You encounter random authentication failures when logging into the software, affecting both local and Active Directory (AD) users. The primary error shown in the UI is:

Error authenticating user

Analysis of the runtime.log and packet captures identifies SSL handshake timeouts and Cassandra quorum failures:

• io.netty.handler.ssl.SslHandshakeTimeoutException: handshake timed out after 10000ms
• com.datastax.oss.driver.api.core.servererrors.ReadTimeoutException: Cassandra timeout during read query at consistency QUORUM (2 responses were required but only 1 replica responded)

These symptoms often correlate with the Virtual IP (VIP) moving between different nodes in a cluster.

• Aria Operations for Logs 8.18.3

• Cisco UCS Hardware / Cisco ACI

An excessive volume of trace-level logging in the Cassandra Java Virtual Machine (JVM) options causes substantial I/O and processing overhead. Specifically, the promotion*=trace selector floods the gc.log with thousands of lines per second, leading to delayed processing of internode ClientHello and ServerHello packets. This latency prevents the Cassandra database from reaching a quorum during authentication requests.

Additionally, a mismatch in the truststore (cacerts) between nodes or incorrect Cisco ACI endpoint move detection settings can exacerbate these communication failures

Follow these steps to reduce Cassandra logging verbosity and ensure internode communication consistency:

1. Revert Cassandra Logging Level

Perform these steps on all nodes in the cluster to restore normal behavior:

1. Log in to the Aria Operations for Logs node as root via SSH.
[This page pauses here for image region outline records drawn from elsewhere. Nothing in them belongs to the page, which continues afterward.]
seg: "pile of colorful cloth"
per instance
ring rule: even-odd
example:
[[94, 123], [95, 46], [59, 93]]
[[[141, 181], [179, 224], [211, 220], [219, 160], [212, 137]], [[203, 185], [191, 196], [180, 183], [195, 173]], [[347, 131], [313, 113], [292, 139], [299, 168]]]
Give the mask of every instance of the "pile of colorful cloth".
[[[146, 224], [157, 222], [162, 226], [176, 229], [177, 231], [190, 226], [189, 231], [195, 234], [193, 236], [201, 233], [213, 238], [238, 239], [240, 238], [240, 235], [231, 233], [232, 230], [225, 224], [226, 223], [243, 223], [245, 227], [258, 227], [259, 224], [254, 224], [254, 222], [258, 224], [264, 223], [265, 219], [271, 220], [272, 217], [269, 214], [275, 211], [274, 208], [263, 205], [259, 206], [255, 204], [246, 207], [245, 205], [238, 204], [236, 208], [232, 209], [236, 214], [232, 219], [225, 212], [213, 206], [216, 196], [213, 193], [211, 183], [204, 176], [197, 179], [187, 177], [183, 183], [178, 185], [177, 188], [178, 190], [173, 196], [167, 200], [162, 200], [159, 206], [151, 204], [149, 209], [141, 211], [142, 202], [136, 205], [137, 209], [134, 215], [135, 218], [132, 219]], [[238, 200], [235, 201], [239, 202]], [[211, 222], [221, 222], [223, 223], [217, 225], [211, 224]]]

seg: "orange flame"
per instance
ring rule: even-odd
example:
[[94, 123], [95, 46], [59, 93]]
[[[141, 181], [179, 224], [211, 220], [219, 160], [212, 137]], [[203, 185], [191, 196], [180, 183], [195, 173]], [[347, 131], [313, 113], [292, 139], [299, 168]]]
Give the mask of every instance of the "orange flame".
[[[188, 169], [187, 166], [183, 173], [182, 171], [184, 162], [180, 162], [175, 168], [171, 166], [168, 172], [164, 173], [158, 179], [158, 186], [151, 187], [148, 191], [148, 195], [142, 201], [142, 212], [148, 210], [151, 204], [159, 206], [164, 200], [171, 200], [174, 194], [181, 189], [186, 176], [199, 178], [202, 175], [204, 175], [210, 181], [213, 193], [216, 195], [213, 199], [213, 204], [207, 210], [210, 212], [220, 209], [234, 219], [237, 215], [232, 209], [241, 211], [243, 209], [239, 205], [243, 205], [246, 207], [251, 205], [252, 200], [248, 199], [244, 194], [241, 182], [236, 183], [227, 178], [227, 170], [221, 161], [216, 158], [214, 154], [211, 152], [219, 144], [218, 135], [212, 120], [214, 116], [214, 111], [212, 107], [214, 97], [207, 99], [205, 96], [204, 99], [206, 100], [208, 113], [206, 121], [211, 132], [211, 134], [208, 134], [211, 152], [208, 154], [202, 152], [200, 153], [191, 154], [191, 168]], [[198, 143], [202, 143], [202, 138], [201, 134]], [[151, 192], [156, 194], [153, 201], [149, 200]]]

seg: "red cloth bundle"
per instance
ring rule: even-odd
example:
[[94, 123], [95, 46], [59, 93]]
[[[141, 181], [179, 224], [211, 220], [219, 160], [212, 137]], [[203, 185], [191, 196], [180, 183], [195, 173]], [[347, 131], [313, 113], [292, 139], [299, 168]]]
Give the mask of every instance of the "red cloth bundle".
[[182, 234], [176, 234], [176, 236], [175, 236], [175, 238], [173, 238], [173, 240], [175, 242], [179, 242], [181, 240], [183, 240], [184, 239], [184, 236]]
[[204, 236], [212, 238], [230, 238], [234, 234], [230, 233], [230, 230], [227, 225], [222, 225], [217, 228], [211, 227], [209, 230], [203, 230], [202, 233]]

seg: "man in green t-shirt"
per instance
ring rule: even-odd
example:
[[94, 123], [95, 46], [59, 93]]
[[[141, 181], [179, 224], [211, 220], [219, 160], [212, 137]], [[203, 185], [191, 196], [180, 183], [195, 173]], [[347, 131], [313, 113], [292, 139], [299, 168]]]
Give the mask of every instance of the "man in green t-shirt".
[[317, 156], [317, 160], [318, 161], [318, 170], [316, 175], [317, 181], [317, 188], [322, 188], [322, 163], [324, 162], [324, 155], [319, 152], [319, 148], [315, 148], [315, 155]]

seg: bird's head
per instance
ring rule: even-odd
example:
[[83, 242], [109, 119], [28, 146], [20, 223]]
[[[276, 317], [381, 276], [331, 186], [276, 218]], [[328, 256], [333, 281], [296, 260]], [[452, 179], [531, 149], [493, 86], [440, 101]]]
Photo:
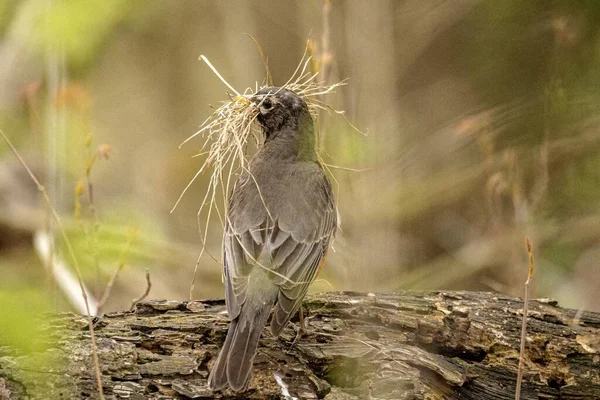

2. Navigate to the Cassandra configuration directory:

   cd /storage/core/loginsight/cidata/cassandra/config/

3. Edit the cassandra-env.sh file.

4. Locate the JVM_OPTS section containing the -Xlog:gc configuration.

5. Change the verbosity selectors from trace or debug to info (specifically removing promotion*=trace and heap*=trace).

6. Restart the Log Insight services to apply the changes.

    

    

2. Synchronize Truststores

If handshake errors persist, verify truststore consistency:

1. Compare the truststore file located at /usr/lib/loginsight/application/etc across all nodes.

2. If a mismatch is found, copy the cacerts file from a known healthy node to the impacted nodes.

    

    

3. Validate Cisco ACI Configuration (If Applicable)

If operating in a Cisco ACI environment, ensure the following:

1. Add the Aria Operations for Logs node MAC addresses to the Bridge Domain Rogue/Coop Exception List.

2. Enable GARP-based detection for the Endpoint (EP) Move Detection Mode.

3. Verify that ARP Flooding is enabled on the bridge domain.